Packages of books from Britain and the US arrived at Papa’s flat a couple of times a week. Dad didn’t unpack them all, and when he did, I noticed that some of them were volumes he already had, in new editions. With Yasir’s money, Papa was building a library in the house of a wealthy lawyer. Such a darkness had fallen upon the country that the preservation of any kind of critical culture was crucial. A student or woman, as he put it, might want access to the little library, where he knew the books would be protected after his death.
Dad insisted I go to meet his older sister, a poet and university lecturer. She was in bed when we arrived, having had arthritis for the last ten years. “I’ve been expecting you,” she said, pinching my cheek. “This will be difficult, but there’s something you need to see.”
We got her up and onto her walking frame, and accompanied her to the university, which she was determined to show me, though it was closed, due to “disturbances.” She, Dad and I shuffled and banged our way through the corridors and open rooms, looking at the rows of wooden benches and undecorated, crumbling walls.
She taught English literature: Shakespeare, Austen, the Romantics. However, the place had been attacked frequently by radical Islamists, and no one had returned to classes. The books she taught were considered haram, forbidden. Meanwhile madrassas, or bomb schools, were being established by President Zia. This was where many poor families sent their kids, the only places they would receive education and food.
When I wondered what it meant for my aunt to teach English literature in such a place, to people who had never been to England, she said, “They’ve gone, the British.
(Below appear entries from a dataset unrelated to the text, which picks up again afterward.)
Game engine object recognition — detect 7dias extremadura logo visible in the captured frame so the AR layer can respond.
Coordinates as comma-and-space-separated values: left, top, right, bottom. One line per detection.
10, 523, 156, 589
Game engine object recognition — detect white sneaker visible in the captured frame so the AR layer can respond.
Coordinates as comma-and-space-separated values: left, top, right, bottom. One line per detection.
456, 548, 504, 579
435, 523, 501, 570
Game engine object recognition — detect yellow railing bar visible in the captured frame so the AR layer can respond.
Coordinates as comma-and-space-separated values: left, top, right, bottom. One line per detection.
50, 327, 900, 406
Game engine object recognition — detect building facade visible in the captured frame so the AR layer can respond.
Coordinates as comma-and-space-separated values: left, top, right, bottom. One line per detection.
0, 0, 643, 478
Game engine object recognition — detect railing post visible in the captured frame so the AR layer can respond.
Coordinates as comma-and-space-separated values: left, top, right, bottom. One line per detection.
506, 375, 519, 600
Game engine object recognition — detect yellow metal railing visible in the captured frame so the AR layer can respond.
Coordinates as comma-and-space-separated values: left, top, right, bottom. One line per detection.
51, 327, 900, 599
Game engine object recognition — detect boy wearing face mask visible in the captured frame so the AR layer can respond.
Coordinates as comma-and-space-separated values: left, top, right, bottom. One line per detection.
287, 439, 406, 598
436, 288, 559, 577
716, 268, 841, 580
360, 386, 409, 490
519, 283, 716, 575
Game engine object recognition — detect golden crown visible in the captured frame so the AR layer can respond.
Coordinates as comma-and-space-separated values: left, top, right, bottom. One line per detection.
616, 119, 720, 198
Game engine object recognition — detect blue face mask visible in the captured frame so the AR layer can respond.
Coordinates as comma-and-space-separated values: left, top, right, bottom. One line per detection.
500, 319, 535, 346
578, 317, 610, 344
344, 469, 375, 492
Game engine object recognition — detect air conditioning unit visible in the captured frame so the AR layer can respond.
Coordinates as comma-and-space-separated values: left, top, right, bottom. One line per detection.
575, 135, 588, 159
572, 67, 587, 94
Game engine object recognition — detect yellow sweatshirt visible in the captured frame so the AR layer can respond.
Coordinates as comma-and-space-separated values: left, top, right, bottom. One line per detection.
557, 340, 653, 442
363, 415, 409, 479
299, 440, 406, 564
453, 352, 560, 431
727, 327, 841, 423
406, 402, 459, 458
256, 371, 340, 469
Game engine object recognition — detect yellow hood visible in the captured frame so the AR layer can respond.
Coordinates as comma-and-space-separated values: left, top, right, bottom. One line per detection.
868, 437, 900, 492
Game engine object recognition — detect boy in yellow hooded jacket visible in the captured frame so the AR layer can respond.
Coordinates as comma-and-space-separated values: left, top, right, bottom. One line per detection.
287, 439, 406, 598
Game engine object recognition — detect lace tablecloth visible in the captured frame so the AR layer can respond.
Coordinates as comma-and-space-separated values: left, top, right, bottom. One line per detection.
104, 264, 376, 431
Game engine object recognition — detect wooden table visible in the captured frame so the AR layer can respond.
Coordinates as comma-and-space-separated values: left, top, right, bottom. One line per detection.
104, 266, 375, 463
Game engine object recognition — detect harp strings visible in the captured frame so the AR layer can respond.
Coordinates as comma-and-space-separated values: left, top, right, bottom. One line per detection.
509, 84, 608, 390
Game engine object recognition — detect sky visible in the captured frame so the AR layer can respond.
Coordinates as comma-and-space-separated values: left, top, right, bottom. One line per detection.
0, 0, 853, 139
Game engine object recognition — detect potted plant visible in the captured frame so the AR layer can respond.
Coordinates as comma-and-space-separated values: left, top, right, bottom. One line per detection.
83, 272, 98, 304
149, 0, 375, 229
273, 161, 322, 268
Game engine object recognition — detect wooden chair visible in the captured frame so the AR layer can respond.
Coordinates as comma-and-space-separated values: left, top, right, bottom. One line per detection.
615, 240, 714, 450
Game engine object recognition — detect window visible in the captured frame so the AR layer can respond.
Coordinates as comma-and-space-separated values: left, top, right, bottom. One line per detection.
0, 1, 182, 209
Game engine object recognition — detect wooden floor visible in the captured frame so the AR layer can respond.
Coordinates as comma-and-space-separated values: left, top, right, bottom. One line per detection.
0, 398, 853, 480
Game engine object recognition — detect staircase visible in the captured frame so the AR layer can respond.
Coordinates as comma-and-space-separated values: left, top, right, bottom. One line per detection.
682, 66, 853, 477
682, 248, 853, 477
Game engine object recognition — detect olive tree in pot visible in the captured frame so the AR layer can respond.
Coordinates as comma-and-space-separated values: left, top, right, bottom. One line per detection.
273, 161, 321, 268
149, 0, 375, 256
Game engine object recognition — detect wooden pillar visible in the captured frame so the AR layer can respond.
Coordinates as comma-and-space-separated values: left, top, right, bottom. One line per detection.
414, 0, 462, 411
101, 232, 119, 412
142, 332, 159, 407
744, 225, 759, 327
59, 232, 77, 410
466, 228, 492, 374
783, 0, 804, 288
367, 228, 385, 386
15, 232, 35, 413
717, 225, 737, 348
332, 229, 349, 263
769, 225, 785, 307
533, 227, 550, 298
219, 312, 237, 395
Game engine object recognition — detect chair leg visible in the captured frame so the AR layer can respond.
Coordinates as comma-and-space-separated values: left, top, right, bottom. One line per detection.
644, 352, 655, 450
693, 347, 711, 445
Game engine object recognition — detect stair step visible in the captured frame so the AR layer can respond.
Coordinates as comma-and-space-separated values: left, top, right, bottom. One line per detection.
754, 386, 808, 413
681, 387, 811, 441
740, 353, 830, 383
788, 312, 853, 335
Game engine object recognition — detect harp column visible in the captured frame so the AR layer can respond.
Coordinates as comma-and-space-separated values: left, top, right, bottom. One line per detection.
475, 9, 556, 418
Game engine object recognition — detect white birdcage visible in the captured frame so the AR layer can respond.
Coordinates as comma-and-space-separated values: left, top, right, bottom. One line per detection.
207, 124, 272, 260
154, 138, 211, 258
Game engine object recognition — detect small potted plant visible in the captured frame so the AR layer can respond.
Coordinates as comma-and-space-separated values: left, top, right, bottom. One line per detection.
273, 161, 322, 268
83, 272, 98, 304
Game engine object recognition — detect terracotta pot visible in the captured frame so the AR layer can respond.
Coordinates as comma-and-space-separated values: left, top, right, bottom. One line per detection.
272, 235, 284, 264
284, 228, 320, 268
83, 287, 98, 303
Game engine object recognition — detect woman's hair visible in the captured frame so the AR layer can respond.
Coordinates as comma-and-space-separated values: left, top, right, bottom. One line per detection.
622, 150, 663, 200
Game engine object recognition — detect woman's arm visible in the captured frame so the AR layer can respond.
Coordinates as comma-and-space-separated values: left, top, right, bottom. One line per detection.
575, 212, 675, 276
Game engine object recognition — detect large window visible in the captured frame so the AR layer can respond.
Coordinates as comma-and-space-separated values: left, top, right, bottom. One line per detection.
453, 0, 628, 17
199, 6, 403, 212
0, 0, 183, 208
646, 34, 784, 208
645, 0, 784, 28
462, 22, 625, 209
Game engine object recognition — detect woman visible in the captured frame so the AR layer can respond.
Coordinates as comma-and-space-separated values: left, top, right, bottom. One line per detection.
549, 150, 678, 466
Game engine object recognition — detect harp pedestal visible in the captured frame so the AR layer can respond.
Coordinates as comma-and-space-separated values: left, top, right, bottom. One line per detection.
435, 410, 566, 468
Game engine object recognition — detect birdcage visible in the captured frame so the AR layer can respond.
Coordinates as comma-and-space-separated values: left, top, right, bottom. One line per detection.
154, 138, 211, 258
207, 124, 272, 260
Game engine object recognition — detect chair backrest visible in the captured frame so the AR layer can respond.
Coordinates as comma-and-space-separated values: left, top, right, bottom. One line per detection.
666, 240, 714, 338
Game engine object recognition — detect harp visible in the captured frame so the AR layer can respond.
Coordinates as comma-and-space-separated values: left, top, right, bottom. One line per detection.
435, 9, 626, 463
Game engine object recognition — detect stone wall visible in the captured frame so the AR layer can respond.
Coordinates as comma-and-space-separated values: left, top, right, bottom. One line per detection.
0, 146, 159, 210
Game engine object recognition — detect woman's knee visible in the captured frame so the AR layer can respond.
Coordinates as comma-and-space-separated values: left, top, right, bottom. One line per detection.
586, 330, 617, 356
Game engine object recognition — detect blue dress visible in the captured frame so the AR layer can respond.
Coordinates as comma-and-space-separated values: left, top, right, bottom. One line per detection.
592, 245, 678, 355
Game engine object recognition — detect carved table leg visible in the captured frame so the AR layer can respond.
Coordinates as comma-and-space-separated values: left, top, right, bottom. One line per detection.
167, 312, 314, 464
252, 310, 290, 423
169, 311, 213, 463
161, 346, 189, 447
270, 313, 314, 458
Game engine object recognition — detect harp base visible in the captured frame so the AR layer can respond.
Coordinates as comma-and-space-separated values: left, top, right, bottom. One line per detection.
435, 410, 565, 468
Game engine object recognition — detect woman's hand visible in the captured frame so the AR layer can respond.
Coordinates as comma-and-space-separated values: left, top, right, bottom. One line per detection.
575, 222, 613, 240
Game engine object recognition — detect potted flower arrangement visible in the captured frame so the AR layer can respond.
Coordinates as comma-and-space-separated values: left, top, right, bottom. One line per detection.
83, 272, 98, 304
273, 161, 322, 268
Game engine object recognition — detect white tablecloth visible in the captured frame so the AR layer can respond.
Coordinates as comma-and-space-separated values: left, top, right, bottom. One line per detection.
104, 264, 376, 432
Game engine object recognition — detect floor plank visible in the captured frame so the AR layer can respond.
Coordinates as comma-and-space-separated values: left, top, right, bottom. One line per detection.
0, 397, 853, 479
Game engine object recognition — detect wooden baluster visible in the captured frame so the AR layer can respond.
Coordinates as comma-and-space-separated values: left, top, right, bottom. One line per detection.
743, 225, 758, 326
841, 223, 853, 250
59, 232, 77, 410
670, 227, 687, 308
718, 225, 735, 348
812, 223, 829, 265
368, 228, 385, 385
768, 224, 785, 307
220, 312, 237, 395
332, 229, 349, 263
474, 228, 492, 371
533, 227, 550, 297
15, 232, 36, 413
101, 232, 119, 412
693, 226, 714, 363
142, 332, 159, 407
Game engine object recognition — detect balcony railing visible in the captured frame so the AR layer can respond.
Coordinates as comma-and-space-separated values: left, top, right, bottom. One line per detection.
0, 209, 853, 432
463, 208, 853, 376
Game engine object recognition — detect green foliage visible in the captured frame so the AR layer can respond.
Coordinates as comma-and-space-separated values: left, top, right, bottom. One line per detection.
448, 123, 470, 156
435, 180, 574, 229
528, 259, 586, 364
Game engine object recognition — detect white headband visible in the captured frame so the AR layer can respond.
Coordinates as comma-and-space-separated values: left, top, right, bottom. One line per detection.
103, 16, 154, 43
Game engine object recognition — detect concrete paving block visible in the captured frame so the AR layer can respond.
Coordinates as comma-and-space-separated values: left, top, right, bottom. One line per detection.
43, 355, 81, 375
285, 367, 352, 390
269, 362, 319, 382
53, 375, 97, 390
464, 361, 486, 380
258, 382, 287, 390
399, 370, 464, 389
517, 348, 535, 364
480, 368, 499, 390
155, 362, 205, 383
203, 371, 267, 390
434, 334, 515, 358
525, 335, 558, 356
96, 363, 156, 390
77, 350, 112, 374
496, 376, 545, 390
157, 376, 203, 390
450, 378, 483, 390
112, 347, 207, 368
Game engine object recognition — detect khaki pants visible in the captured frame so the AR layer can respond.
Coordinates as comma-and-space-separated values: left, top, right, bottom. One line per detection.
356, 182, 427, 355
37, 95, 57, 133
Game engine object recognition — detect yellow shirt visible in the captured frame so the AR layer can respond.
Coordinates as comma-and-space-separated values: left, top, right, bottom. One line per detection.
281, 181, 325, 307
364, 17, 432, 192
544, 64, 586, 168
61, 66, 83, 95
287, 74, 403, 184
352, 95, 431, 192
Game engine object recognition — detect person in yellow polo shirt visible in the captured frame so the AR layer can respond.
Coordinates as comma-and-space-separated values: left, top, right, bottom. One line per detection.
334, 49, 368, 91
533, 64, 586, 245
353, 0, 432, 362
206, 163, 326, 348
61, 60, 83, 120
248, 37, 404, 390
Colonialism restrained radical Islam, and the British at least left us their literature and their language. A language doesn’t belong to anyone. Like the air, anyone can use it. But they left a political hole, which others fill with stones. The Americans, the CIA, supported the Islamic revival to keep the Communists out of the Middle East. That is what we English teachers call an irony.” She went on: “It is the women I fear for, the young women growing up here. No ideology hates women more than this one. These fanatics will undo all the good work done by women in the 60s and 70s.”